0

I'm using Spring batch 5 & I have a usecase where I need to group the input records (from database) based on bookingId. Now the processor should pick the records group by group from the reader output. Also, the writer should write output group by group.

How can we achieve this with RepositoryItemReader. I'm struggling to find a sample code for Spring Batch 5. It's a shame that there are no enough samples on this standard usecase.

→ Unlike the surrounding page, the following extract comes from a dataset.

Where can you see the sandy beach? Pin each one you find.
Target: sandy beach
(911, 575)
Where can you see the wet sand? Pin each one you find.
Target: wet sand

I would appreciate your help in this, in case you have worked on similar usecases.

Rahul Raj
  • 3,197
  • 5
  • 35
  • 55
  • About grouping logically related records see my solution at https://stackoverflow.com/a/46346438/685806 but it does not use `RepositoryItemReader`. – Pino May 30 '23 at 15:57
  • @Pino I need to group the records based on a database column, and NOT database rows. – Rahul Raj May 30 '23 at 16:22
  • Not sure if I got your point but a simple `order by bookingId` clause added to the SQL statement of JdbcItemReader should do the trick. – Mar-Z May 30 '23 at 17:49
  • @Mar-Z can you explain how this would work? when we order it by `bookingId`, how to ensure that the processor gets the list of records that has only a particular `bookingId` (list containing all same) ? I need to ensure that the next execution of processor should take a list with different `bookingId` – Rahul Raj May 30 '23 at 17:51
  • The processor doesn't work on a list of items. It takes a single item (= database row) from the reader. Only the writer works on a list of items gathered in a chunk. My proposal of ordering was to process items in a desired sequence. – Mar-Z May 30 '23 at 18:14
  • @Mar-Z I want one bookingId records to be executed in one thread/execution clubbed as a group. I do not want the same bookingId to be executed across multiple threads. – Rahul Raj May 31 '23 at 04:53
  • Rahul, my solution groups records having the same valute on one or more db column, just like you want. Read it better. – Pino May 31 '23 at 15:23

1 Answers1

0

The chunk-oriented processing model is not suitable for this use case. No matter how you group items in your query (sql group by for instance) , items from the same group could span multiple chunks when returned from the reader. Therefore, it is impossible to have a chunk per group.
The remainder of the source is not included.